Diversidade, O Filme


Um cowboy, um índio, um Mexicano e um Chinês entram num saloon… Não sei o resto da anedota porque adormeci a meio do “Magnificent Seven” (Antoine Fuqua, 2016), mas deu para perceber o esforço de diversificação a que o casting foi sujeito. Dos 7 do título, um é Nativo Americano (Sensmeier), um é Sul-Coreano (Lee), um é Mexicano (Garcia-Rulfo) e um é o Denzel Washington.
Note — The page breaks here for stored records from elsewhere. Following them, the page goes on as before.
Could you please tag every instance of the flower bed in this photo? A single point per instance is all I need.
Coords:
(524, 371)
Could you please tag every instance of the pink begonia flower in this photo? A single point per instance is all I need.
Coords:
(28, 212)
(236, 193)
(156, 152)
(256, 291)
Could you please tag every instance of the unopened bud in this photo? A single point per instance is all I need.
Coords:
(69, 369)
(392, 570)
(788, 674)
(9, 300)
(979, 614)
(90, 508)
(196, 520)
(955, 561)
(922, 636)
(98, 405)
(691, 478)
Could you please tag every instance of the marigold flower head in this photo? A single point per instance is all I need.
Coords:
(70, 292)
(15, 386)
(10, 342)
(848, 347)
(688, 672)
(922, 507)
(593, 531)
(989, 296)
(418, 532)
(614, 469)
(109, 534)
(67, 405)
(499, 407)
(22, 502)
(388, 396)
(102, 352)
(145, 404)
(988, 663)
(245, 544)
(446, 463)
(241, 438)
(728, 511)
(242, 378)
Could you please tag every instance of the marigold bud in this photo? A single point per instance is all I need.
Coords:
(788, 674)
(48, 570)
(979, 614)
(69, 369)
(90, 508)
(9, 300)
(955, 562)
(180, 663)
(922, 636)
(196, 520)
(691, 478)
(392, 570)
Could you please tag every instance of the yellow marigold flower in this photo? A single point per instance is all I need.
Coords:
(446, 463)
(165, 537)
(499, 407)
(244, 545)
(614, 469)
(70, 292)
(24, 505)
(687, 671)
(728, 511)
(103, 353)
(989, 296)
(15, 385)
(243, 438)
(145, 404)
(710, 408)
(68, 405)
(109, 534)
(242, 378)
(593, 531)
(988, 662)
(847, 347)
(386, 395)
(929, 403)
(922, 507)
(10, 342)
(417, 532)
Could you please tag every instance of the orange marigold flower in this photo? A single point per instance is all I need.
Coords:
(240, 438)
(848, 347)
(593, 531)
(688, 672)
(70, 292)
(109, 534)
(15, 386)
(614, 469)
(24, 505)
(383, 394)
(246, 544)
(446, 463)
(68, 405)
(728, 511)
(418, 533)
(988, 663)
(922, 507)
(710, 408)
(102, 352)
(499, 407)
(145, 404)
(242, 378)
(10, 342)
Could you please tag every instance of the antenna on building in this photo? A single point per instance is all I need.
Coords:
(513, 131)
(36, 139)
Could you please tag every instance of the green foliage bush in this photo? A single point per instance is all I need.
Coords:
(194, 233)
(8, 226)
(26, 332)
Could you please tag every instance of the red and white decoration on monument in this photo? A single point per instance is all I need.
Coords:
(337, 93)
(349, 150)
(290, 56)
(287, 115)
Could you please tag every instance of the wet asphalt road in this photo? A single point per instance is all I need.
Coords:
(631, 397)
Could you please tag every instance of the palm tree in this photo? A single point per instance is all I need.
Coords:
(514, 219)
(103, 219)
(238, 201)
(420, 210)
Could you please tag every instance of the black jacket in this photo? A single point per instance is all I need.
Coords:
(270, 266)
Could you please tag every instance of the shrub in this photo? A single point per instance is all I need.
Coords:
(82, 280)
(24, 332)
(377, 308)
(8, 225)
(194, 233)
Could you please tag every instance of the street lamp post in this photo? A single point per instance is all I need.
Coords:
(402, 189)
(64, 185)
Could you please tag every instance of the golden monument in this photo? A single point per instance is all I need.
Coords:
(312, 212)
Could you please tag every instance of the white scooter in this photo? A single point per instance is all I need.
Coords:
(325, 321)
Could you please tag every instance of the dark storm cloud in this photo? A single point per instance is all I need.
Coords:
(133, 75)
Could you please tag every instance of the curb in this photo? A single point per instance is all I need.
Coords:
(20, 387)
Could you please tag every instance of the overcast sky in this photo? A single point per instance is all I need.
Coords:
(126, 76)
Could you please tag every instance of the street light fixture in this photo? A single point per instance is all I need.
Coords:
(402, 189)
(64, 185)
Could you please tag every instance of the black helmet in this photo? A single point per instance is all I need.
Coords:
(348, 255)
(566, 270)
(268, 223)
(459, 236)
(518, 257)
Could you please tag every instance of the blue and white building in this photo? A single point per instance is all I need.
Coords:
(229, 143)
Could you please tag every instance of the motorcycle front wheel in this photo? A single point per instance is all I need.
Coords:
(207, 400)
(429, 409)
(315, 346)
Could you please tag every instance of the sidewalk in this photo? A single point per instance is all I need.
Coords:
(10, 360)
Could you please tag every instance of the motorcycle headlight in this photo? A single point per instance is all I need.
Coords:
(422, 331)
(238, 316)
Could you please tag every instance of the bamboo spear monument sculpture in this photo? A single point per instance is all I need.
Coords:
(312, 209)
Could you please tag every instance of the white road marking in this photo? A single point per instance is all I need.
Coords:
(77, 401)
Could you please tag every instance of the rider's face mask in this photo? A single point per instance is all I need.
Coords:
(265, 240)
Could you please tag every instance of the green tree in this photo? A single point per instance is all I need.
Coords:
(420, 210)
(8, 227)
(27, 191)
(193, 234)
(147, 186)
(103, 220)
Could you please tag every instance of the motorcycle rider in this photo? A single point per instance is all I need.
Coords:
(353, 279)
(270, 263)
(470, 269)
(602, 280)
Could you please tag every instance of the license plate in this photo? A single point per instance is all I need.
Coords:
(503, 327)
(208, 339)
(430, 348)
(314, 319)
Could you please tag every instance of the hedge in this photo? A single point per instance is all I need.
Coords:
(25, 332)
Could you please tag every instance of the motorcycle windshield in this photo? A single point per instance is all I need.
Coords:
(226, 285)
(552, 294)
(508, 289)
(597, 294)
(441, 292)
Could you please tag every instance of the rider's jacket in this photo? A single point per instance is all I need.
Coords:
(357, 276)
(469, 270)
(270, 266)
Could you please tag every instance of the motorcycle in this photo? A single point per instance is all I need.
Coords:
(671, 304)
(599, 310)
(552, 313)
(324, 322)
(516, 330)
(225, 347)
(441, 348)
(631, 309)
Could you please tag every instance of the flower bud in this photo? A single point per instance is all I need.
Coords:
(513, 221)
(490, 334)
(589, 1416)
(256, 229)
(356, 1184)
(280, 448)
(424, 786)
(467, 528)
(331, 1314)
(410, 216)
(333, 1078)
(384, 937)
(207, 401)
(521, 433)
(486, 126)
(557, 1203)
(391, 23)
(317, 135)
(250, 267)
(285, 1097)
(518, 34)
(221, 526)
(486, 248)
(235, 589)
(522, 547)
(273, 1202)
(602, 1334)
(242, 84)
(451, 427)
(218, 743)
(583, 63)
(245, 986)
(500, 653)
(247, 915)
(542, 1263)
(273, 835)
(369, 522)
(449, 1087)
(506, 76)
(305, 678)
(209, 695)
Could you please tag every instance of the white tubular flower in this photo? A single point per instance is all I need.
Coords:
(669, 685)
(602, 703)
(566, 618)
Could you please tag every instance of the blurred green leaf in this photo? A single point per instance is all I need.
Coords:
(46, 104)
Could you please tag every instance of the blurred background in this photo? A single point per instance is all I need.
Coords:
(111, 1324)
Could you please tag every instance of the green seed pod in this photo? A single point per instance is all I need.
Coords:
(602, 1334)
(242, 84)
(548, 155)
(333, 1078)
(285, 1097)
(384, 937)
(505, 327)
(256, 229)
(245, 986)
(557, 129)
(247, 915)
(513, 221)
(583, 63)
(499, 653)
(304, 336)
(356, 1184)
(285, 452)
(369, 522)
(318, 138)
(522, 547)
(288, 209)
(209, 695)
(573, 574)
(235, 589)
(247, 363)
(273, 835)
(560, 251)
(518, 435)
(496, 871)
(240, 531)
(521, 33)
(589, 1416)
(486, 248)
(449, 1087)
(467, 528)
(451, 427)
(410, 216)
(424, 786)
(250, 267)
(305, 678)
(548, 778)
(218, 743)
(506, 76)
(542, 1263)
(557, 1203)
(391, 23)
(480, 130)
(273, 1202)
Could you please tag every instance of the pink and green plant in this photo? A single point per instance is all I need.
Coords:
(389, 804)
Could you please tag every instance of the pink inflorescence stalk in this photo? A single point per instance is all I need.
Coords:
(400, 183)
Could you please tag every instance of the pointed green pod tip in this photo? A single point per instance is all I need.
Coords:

A intenção só pode ser aplaudida e insere-se num contexto em que um bom número de filmes produzidos em Hollywood são acusados de whitewashing. O termo refere-se à tendência de pôr actores branquelos a interpretar personagens de outras etnias. É uma tradição que vem de longe, obviamente, mas é recente este crescente escrutínio. Um exemplo que se tornou notório é o “Prince of Persia: The Sands of Time”, em que puseram o Jake Gyllenhaal a interpretar um… príncipe persa?

Nailed it!

Nailed it!

(Um exemplo mais recente é o do “Doctor Strange”, em que a britânica Tilda Swinton interpreta um papel que era originalmente de um homem Tibetano. A actriz ofereceu alguns argumentos bastante sensatos para esta opção, que são os de evitar o óbvio estereótipo condescendente que a personagem original era. Mas quando toda a história de origem do Doutor Estranho assenta numa trope bastante racista, torna-se um bocado difícil contornar a questão.)

Ainda que não duvide das boas intenções do realizador, algo em “M7” soa artificial. Talvez funcionasse se aos personagens fosse dado algo mais do que um único atributo, correspondente a um estereótipo da etnia de cada um. O Mexicano (fora-da-lei desesperado) mexica, o Chinês (perito em facas) chinesa e o Comanche (nobre selvagem) comancha. O Denzel washingta.

São todos personagens que poderiam, em teoria, encontrar-se no Wild West, sim, mas estão longe de ser representativos da realidade da época. O problema deste tipo de diversificação “por comité” é resvalar-se para um tipo diferente de branqueamento: o de falsear as condições extremamente merdosas a que essas comunidades estavam realmente submetidas.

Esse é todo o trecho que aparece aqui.